[This article first appeared in The Australian on 8 July 2010]


Fair work isn't working too well

8 July 2010

Grace Collier

The new one-stop shop industrial relations authority is a bureaucratic minefield.

If I hear the word fair one more time, I may suffer a brain fever. A fair system is what we were promised by Julia Gillard when she redesigned our workplace laws.

Indeed, the legislation is called the Fair Work Act 2010. But what is fair, who determines what is fair and to whom does fairness apply?

Does our system value fairness towards those convicted of producing and possessing child pornography above fairness towards their employer and the other employees?

Consider the latest decree from Fair Work Australia; food manufacturer Uncle Toby's has been ordered to pay 10 days' pay as compensation to its former employee Steve, a convicted child pornographer who was "unfairly dismissed" after his employer found out about his convictions.

In March, two union officials visited the company, advising they had received complaints about Steve, a casual employee of seven years, "harassing and stalking women in the workplace". Saying "the employees are not prepared to come forward because they are fearful", the union said: "You can't let him back on site." Steve was a listed sexual offender with work restrictions and reporting obligations to the police. Uncle Toby's workforce is one-third female.

In April, the local paper reported Steve had been convicted of eight offences, including harassment by post, stalking and making, producing and possessing child pornography.

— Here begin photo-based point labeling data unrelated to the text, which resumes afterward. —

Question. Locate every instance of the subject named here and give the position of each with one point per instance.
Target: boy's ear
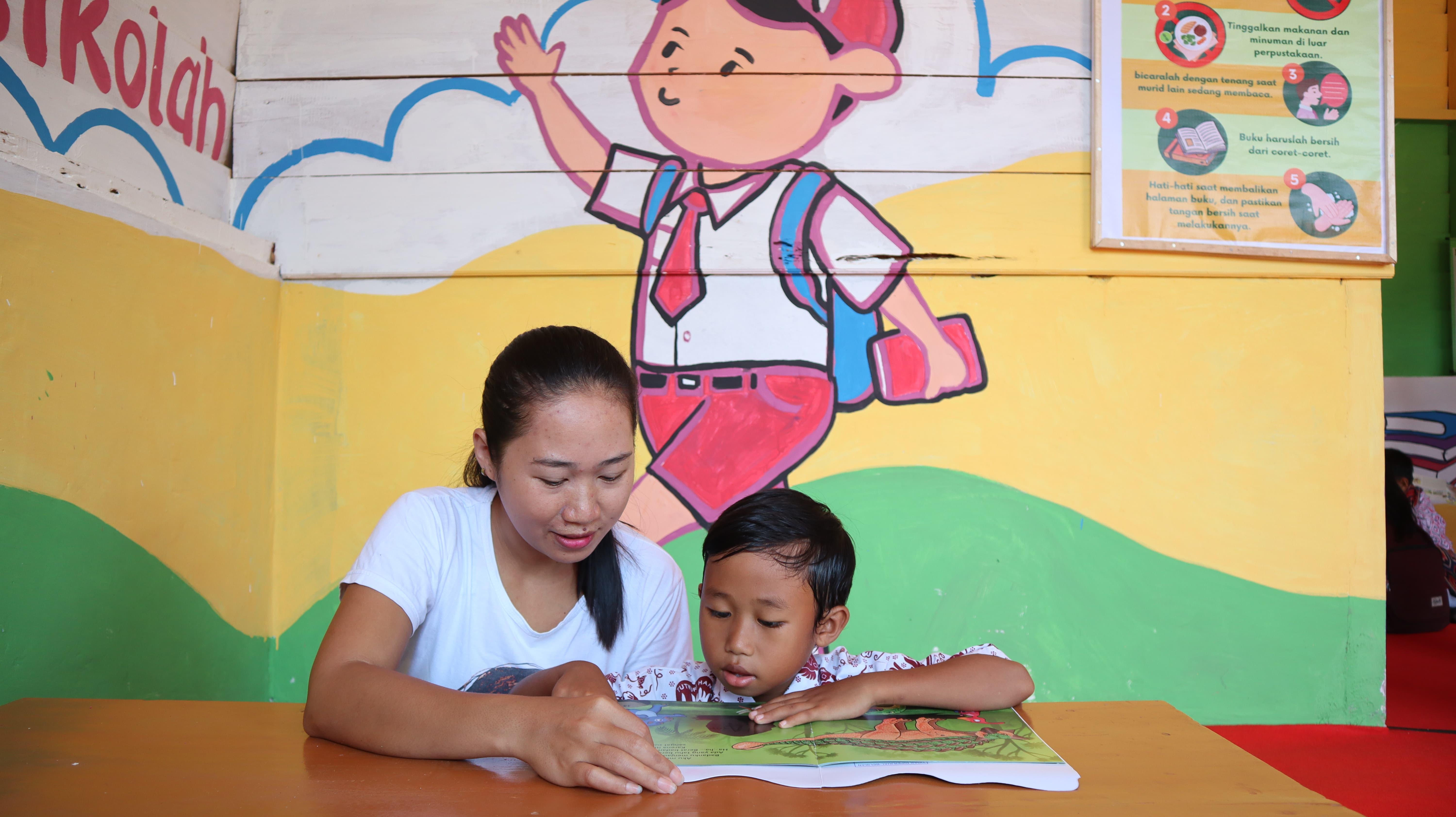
(831, 625)
(483, 455)
(866, 72)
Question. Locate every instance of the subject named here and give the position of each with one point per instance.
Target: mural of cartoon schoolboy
(739, 373)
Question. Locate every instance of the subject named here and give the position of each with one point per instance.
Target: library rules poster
(1254, 127)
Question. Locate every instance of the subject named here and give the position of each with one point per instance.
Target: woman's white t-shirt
(433, 556)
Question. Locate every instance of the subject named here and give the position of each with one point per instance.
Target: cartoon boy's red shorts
(720, 435)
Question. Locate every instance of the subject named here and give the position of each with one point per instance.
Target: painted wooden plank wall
(85, 81)
(445, 172)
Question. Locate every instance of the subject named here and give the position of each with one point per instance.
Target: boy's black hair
(794, 531)
(793, 12)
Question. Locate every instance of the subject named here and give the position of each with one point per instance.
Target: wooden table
(219, 758)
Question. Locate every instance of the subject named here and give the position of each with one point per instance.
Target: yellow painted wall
(139, 379)
(1230, 423)
(1422, 60)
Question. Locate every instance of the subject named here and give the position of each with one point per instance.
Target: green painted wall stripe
(949, 561)
(1417, 302)
(85, 612)
(946, 561)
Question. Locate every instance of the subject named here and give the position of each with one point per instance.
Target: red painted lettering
(155, 107)
(212, 97)
(34, 31)
(175, 119)
(79, 28)
(136, 88)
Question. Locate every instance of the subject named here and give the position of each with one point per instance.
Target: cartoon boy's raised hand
(573, 142)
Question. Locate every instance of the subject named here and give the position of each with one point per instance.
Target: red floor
(1380, 772)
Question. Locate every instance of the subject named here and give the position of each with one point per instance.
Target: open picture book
(714, 740)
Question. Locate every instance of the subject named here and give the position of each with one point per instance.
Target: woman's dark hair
(1400, 516)
(539, 368)
(794, 531)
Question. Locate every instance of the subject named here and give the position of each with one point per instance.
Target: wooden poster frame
(1231, 248)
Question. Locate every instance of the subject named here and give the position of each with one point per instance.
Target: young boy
(777, 572)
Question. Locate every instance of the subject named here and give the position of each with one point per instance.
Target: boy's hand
(519, 53)
(580, 679)
(946, 366)
(839, 701)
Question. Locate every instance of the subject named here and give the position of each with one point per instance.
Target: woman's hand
(593, 742)
(839, 701)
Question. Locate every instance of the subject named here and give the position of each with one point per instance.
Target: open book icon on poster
(901, 363)
(1198, 146)
(716, 740)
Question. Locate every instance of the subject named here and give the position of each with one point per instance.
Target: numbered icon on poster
(1320, 97)
(1195, 145)
(1192, 34)
(1320, 9)
(1326, 206)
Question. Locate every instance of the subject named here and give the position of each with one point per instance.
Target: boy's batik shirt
(695, 682)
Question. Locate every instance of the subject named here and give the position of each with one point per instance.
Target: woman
(467, 590)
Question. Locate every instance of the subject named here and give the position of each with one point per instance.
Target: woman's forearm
(965, 682)
(389, 713)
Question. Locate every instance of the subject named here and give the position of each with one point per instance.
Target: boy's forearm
(541, 682)
(965, 682)
(574, 143)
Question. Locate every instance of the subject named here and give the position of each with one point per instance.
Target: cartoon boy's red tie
(681, 285)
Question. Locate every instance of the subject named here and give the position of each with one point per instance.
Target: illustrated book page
(711, 740)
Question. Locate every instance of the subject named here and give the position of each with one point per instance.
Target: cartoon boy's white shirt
(745, 314)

No shifts were offered to Steve after this time. But Fair Work Australia found that for Steve, Uncle Toby's was a "procedural fairness-free zone". Even though there had been no contact with Steve since the convictions, the company was found to have dismissed him because his security access card was cancelled in June.

Fair Work Australia found that although the company had a valid reason for terminating Steve's employment, the process wasn't fair. The company was told it should have gone through a proper disciplinary process. It was also suggested the company could have suspended Steve until the outcome of any appeals Steve may have lodged against the convictions was known.

Uncle Toby's was ordered to pay 10 days' wages as compensation. Steve may have trouble spending much of it, because he is in jail.

I wonder if Uncle Toby's and its staff feel our system is fair.

"Big government industrial relations bureaucracy" is how our Prime Minister described the Workplace Ombudsman in 2007. The ombudsman is now part of Fair Work Australia. The office functions as the industrial police, mostly checking that employers are paying workers in accordance with their award and recovering back pay when they are not. The Howard government established the ombudsman in 2006 and since that time, the office has gone from strength to strength.

Since inception, the ombudsman has conducted 83,000 investigations, recovered $107 million in back pay for employees and dished out nearly $5.5 million in fines to employers. For business owners, not complying with the awards is now very expensive.

An ombudsman spokesman says more than 98 per cent of investigations are resolved without going to court, because the employer pays the amount the ombudsman says is owed to employees. Most employers will pretty much pay anything to make the matter go away. So is this fair or not? Ordinarily I would say let people have what they are entitled to. If only it were that simple.

The problem is sometimes employers find it difficult to determine what their legal obligations are with regard to paying staff. Sometimes workers do not neatly fit into an award's coverage. There can be two or more awards that could apply, or there could be doubt that any award applies.

In this instance, Fair Work Australia refuses to provide definite advice . It is up to the employer to guess, but if they get it wrong, look out. Unlike Fair Work Australia, the ombudsman is happy to form definite opinions about which award should be chosen and to collect back pay owed as a result of a mistake.

Understandably, employers feel this is unfair. If the ombudsman can form an opinion to prosecute, why can't this opinion be given up-front so the employer can avoid the mistake in the first place? After all, the ombudsman is part of Fair Work Australia, the one-stop shop we were promised by the government.

Fairness is defined in the dictionary as reasonable, unbiased and impartial. I'm just not feeling the fairness of our new system.

Grace Collier is an industrial relations management consultant.